The most important job of the heap manager is to prevent fragmentation. The best way to do that is to create a lookaside list that partitions heap requests by size. Everything less than 8 bytes comes from the first list of segments. 8 to 16 from the second, 16 to 32 from the third, etcetera. Increasing the size bucket as you go up. You'll have to play with the bucket sizes to get the best balance. Very large allocations come directly from the VM address manager.
The first time an entry in the lookaside list is hit, you allocate a new VM segment. You subdivide the segment into smaller blocks with a linked list. When such an allocation is released, you add the block to the list of free blocks. All blocks have the same size regardless of the program request so there won't be any fragmentation. When the segment is fully used and no free blocks are available you allocate a new segment. When a segment contains nothing but free blocks you can return it to the VM manager.
This scheme allows you to create any number of stacks and heaps.
Simply put, as your system resources are always finite, you can't go limitless.
Memory management always consists of several layers each having its well defined responsibility. From the perspective of the program, the application-level manager is visible that is usually concerned only with its own single allocated heap. A level above could deal with creating the multiple heaps if needed out of (its) one global heap and assigning them to subprograms (each with its own memory manager).

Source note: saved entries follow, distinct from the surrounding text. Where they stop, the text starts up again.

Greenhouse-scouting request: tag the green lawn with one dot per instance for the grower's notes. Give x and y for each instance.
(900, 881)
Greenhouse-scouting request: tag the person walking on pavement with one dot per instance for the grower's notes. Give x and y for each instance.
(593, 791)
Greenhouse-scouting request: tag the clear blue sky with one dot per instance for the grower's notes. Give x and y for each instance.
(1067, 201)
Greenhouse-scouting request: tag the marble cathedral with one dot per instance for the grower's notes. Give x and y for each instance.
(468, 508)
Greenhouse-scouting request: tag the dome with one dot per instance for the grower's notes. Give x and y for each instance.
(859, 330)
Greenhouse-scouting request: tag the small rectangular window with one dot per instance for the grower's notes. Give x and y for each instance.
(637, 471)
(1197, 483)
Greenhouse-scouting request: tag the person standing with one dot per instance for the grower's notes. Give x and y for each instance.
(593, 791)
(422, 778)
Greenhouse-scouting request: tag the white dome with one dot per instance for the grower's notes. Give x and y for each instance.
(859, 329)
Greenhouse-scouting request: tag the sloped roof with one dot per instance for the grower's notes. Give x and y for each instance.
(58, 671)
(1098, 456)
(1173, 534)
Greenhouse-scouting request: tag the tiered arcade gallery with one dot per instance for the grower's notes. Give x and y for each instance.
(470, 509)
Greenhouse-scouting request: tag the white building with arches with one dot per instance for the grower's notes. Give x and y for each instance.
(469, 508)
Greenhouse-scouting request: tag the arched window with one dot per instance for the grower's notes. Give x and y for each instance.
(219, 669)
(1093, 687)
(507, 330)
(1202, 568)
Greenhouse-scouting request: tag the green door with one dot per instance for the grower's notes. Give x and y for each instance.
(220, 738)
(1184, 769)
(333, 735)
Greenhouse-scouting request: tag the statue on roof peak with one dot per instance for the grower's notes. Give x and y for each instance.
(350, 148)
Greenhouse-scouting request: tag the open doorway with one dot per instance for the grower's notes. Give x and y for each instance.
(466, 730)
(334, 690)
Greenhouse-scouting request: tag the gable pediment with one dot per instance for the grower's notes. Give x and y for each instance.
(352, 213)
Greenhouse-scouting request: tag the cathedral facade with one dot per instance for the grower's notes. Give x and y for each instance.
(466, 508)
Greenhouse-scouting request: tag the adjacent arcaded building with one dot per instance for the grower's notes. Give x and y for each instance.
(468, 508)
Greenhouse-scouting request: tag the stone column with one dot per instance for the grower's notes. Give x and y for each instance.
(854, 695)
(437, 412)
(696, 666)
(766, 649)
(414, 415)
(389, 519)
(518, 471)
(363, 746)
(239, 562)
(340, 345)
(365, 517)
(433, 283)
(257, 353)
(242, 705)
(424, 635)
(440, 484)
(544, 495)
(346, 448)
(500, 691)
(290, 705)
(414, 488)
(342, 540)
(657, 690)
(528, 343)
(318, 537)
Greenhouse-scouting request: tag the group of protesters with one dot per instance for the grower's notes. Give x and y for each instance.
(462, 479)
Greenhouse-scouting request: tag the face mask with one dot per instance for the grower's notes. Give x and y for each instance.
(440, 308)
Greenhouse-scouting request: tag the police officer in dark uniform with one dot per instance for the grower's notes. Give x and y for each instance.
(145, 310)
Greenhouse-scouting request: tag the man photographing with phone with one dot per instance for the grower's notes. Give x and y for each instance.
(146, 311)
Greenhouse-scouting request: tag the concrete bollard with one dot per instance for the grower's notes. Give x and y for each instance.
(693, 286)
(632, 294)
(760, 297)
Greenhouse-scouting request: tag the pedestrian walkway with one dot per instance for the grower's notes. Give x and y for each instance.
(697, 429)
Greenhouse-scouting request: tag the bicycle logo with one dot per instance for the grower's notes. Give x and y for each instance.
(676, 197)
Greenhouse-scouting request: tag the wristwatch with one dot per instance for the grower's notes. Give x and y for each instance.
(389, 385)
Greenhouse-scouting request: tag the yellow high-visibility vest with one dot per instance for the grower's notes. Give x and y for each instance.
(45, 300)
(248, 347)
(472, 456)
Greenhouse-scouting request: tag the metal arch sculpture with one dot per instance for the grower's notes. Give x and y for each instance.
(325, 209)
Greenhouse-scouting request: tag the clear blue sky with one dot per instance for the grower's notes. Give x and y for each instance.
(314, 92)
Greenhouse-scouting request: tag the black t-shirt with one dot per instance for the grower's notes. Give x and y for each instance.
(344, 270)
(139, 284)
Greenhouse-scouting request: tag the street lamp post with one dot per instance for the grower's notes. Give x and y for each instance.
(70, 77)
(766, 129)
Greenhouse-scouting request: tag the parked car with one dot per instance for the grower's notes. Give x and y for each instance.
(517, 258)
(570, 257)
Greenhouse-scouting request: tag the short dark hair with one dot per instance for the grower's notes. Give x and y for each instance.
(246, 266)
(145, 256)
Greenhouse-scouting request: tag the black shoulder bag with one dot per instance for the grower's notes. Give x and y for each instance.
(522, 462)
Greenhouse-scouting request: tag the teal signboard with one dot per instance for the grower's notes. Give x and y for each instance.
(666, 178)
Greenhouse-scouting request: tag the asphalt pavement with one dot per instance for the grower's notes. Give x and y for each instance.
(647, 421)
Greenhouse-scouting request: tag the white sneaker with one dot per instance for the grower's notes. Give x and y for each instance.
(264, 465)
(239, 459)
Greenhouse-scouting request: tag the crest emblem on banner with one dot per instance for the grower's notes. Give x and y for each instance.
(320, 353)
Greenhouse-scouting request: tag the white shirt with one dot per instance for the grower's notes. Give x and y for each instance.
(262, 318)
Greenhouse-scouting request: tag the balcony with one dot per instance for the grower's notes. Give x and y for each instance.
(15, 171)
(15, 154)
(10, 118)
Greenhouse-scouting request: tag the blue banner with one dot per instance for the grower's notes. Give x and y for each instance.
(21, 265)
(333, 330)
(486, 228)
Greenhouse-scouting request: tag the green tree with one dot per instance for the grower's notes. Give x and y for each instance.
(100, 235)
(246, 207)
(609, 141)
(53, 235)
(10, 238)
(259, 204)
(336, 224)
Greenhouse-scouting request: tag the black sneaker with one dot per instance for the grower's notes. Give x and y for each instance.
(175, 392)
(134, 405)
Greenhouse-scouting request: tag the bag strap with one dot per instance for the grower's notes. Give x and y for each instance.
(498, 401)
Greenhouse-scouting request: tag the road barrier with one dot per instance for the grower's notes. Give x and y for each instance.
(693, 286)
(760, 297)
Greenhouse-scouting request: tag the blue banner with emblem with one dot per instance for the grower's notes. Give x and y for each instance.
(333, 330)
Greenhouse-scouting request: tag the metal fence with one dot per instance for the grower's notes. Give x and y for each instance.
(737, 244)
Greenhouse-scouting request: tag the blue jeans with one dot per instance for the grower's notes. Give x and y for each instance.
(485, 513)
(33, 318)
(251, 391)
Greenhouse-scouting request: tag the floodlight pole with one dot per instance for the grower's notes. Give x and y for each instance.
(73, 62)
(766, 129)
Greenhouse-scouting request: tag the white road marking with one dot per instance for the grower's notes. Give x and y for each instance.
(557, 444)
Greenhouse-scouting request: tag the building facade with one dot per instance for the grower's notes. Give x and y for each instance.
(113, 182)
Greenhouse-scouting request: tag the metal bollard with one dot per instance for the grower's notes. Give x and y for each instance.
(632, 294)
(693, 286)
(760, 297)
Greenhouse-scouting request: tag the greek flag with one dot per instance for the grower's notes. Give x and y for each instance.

Above that could be the standard malloc()/free() that it uses and above those the operating system dealing with pages and actual memory allocation per process (it is basically not concerned not only about multiple heaps, but even user-level heaps in general).
Memory management is costly and so is trapping into the kernel. Combining the two could impose severe performance hit, so what seems to be the actual heap management from the application's point of view is actually implemented in user space (the C runtime library) for the sake of performance (and other reason out of scope for now).
When loading a shared (DLL) library, if it is loaded at program startup, it will of course be most probably loaded to CODE/DATA/etc so no heap fragmentation occurs. On the other hand, if it is loaded at runtime, there's pretty much no other chance than using up heap space.
Static libraries are, of course, simply linked into the CODE/DATA/BSS/etc sections.
At the end of the day, you'll need to impose limits to heaps and stacks so that they're not likely to overflow, but you can allocate others.
If one needs to grow beyond that limit, you can either
Terminate the application with error
Have the memory manager allocate/resize/move the memory block for that stack/heap and most probably defragment the heap (its own level) afterwards; that's why free() usually performs poorly.
Considering a pretty large, 1KB stack frame on every call as an average (might happen if the application developer is unexperienced) a 10MB stack would be sufficient for 10240 nested call -s. BTW, besides that, there's pretty much no need for more than one stack and heap per thread.